I was disappointed in several ways. First, one reason I went to see the film was to get some nostalgic views of Bangkok, but the filming was so close-up that none of the scenery was recognizable. It could have been shot in any major city in the country. There is a tuk-tuk chase scene which looks like it starts in Soi Asoke on Sukhumwit avenue, but ends near the airport an hour's drive away. More likely it all takes place near the airport. Second, there is no romance, no sex, no humor and no sub-plot. Shallow. And third, the violence. Way too much.
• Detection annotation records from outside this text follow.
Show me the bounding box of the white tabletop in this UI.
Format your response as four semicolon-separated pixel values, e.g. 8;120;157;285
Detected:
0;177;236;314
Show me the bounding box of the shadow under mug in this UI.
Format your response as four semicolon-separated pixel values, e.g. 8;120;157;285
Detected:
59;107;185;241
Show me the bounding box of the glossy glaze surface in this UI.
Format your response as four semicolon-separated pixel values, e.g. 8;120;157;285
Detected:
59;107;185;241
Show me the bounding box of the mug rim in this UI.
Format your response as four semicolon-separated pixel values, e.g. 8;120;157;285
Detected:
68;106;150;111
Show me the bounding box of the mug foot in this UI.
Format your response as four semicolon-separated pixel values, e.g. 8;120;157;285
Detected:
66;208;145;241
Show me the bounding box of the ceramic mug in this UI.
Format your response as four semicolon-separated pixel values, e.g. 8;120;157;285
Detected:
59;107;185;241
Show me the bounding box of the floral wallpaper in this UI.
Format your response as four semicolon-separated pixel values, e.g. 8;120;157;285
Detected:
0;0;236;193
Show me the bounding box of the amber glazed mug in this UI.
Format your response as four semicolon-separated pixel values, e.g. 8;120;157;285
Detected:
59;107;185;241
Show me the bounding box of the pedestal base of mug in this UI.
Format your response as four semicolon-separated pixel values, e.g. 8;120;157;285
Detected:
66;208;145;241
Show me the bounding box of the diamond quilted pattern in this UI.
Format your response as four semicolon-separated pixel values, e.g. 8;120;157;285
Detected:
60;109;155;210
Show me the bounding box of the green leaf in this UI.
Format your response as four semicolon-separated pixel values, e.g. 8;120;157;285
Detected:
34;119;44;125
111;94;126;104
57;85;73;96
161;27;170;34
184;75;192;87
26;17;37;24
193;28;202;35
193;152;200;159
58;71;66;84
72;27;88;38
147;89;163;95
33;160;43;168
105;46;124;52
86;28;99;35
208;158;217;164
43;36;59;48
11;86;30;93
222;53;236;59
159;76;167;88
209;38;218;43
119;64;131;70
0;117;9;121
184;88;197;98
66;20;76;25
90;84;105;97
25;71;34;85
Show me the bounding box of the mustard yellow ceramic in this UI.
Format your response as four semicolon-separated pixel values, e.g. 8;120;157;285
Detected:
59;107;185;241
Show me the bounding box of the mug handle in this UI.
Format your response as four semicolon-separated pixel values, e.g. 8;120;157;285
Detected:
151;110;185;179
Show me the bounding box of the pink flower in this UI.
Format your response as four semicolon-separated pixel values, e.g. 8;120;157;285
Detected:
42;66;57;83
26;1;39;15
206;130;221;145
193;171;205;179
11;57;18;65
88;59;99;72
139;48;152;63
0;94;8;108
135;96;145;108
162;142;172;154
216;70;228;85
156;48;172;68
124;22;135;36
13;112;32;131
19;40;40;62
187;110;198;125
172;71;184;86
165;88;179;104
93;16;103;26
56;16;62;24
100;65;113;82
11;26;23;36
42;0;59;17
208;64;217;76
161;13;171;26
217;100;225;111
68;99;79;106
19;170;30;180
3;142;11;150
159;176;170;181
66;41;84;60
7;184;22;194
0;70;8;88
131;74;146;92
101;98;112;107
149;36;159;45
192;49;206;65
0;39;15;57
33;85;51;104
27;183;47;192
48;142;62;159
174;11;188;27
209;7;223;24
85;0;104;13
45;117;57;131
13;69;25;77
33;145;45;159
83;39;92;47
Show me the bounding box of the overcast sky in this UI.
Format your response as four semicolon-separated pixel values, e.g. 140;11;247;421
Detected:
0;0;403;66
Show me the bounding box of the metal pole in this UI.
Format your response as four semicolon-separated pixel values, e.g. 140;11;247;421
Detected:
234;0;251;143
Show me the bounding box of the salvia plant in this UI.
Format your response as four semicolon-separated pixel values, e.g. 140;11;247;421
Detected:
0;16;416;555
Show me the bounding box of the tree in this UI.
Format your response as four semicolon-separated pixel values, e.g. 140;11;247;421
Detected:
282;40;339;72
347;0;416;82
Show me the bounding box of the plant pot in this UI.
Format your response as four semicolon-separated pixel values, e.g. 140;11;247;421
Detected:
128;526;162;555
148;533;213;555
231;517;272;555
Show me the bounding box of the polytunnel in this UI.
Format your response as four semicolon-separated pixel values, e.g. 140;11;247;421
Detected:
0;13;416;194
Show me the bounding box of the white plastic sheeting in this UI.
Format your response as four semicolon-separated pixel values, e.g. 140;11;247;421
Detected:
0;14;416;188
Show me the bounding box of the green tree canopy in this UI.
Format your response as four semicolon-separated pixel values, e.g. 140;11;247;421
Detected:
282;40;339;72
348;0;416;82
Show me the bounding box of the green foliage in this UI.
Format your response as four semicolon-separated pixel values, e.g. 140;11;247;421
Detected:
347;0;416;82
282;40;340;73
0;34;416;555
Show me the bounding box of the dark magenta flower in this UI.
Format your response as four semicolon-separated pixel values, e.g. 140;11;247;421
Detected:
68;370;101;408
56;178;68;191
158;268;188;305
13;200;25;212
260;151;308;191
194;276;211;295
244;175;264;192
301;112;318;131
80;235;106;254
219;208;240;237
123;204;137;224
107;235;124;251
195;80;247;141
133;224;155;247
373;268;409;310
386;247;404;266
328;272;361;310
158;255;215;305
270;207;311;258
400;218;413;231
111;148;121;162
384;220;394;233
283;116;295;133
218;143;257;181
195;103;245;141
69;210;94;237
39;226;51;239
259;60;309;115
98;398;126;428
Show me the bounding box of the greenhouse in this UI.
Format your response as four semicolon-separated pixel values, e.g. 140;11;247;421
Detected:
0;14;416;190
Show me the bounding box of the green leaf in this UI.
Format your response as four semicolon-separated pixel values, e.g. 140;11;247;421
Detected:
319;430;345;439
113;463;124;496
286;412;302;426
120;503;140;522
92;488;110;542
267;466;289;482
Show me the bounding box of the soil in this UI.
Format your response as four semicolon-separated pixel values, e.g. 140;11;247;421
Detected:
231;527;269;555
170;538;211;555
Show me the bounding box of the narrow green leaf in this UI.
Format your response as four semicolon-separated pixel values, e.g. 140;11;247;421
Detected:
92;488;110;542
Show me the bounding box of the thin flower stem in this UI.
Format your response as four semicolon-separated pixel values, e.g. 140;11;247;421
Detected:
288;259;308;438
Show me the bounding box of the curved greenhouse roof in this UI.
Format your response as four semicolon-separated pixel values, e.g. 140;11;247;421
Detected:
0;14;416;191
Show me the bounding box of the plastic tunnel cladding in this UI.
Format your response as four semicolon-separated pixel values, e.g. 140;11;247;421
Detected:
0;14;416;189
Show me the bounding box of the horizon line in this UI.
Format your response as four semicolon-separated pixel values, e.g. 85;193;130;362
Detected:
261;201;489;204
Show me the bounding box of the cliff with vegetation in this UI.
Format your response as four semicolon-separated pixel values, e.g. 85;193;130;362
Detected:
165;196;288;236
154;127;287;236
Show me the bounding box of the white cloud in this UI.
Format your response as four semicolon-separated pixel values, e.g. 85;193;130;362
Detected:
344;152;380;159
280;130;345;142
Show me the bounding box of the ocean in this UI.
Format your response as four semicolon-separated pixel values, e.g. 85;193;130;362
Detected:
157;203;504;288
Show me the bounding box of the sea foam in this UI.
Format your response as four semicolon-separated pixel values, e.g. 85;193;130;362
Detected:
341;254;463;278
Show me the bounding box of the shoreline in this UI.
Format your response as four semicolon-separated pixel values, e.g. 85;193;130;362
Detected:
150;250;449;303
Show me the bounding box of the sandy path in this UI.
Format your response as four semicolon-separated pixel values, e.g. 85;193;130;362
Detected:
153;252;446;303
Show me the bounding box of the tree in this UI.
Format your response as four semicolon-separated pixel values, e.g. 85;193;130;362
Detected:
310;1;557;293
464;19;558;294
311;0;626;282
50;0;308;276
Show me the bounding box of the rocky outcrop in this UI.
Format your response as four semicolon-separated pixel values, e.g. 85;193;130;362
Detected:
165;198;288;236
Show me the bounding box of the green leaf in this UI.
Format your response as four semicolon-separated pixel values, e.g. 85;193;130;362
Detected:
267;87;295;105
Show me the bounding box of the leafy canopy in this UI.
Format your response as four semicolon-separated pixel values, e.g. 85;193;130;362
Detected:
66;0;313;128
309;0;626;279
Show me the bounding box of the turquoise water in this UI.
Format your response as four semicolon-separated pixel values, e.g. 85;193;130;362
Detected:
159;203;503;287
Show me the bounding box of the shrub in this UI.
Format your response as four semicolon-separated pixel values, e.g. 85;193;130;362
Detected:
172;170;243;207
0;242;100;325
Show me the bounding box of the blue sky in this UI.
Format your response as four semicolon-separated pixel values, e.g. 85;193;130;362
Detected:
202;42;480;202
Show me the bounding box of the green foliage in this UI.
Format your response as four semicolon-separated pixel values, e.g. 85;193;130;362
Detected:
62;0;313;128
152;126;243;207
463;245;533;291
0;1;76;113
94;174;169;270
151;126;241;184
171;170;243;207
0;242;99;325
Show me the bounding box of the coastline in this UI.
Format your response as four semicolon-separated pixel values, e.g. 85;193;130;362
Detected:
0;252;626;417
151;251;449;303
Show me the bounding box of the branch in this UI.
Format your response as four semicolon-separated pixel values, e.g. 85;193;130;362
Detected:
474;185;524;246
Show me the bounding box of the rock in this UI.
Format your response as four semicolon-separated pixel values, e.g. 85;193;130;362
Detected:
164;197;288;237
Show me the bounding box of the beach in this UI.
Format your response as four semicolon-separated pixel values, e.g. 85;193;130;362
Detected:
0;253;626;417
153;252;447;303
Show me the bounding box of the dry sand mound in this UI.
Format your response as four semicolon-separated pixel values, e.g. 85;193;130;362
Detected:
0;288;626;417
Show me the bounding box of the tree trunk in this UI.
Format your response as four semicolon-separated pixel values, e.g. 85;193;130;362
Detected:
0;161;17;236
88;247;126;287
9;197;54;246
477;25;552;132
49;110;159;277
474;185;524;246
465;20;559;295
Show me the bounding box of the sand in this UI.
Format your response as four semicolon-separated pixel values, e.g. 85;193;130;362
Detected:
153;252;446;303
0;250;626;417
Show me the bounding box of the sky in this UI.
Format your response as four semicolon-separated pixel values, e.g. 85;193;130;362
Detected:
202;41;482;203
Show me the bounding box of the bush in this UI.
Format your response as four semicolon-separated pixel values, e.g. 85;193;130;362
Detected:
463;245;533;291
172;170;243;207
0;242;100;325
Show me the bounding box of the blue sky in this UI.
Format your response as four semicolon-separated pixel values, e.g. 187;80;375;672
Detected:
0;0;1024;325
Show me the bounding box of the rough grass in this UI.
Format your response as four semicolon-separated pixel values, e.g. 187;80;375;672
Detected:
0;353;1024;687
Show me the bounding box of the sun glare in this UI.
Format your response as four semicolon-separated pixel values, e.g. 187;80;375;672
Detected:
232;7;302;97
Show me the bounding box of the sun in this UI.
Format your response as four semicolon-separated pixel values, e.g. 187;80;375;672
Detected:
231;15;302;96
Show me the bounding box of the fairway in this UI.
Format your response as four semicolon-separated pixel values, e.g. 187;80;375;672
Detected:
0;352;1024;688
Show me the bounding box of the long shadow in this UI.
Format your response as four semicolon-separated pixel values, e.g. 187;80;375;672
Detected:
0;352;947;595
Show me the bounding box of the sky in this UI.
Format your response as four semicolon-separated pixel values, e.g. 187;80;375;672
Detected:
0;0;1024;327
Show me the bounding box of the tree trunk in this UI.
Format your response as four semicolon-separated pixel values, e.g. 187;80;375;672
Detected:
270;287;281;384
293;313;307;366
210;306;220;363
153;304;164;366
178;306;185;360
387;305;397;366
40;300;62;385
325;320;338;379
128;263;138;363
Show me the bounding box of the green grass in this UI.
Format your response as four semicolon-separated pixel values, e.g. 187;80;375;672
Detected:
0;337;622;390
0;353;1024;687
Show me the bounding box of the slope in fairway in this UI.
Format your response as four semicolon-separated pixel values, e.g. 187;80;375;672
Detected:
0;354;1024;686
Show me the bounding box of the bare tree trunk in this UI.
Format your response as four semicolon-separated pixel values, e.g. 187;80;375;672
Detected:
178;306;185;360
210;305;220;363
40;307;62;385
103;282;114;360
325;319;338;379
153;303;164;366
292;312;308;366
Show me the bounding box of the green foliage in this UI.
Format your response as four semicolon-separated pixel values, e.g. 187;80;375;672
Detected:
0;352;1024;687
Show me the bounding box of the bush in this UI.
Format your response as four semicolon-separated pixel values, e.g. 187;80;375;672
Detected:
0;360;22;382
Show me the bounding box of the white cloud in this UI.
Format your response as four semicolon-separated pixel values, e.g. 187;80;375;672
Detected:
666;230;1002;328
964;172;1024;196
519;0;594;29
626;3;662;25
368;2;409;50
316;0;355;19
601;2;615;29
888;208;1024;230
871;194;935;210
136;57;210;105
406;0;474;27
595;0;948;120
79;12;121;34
And two nit-picks. One: the subtitles did not always match the Thai dialog. Often American slang cuss words were thrown in where there was no swearing in Thai. I suppose most of the changes worked better for an American audience than the original dialog would have. Two: there is a scene where the Ting, George and George's sidekick Muay Lek are eating take-out sitting on the curb. They are using chopsticks. I couldn't see what the boys were having, but Lek was eating some rice dish. Thais don't use chopsticks for anything except Chinese noodles - usually in soup. I suspect this scene was meant to be a parody of a similar scene in a Jackie Chan or Bruce Lee movie, but it sure looked Wrong to me.
IMHO, the pretty good acting and extreme martial arts skills don't justify huge amount of gratuitous violence and lack of a plot. If I knew then what I know now, I would have given it a miss.
No work Monday. No plans. Lousy weather, so I probably won't take the train into SF and wander around like I would have liked. Ditto driving down to SCruz. Netflix DVDs, I guess.